Contributions of Terminal Peptides to the Associative Behavior of αs1-Casein

Abstract

The N- and C-terminal segments of bovine αs1-casein-B (f1-23 and f136-196) were characterized under conditions that promoted or inhibited self-association to determine the relative contributions of each fragment to the interaction of αs1-casein with itself or with other caseins. In earlier studies of f1-23, nuclear magnetic resonance (NMR) data and circular dichroism (CD) spectra showed that its conformation was thermostable between 10° and 25°C. In contrast, NMR studies of f136-196 indicated temperature sensitivity between 10 and 60°C, as did near-UV and far-UV CD data, suggesting a molten globule-like structure at higher temperatures. To compare the effects of temperature on conformational attributes of αs1-casein and its terminal peptides, additional CD studies were conducted over a broader temperature range (10 to 70°C). The far-UV CD spectra indicated little temperature sensitivity for αs1-casein, and the N-terminal peptide remained thermostable. During molecular dynamics simulations, the N-terminal peptide conformation did not change significantly, but the conformation of the C-terminal peptide (f136-196) was dramatically altered.
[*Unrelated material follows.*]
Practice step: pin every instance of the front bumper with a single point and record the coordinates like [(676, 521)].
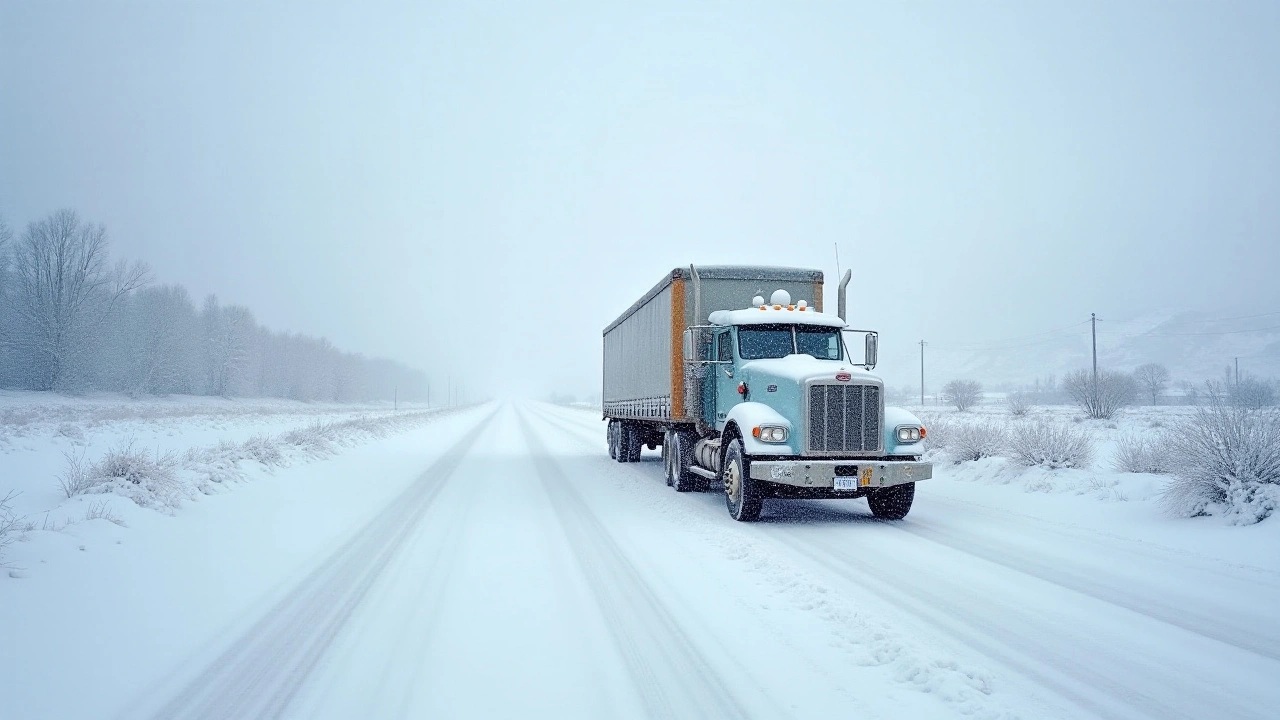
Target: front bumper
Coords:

These changes are correlated with the thermal instability observed by both CD and NMR in f136-196. Analytical ultracentrifugation studies of the self-association reactions of genetic variants A, B, and C of αs1-casein showed that at 37°C the associative state is primarily dimeric; the amounts of higher order polymers significantly decreased when temperature was increased from 20 to 37°C. In all 3 genetic variants, the C-terminal portion of the whole molecule showed thermal instability with respect to aggregation to higher polymers, confirming the predictions of CD data and molecular dynamics simulations. The temperature dependency of these conformational changes suggests a possible function for αs1-casein in facilitating casein-casein interactions in casein micelle formation.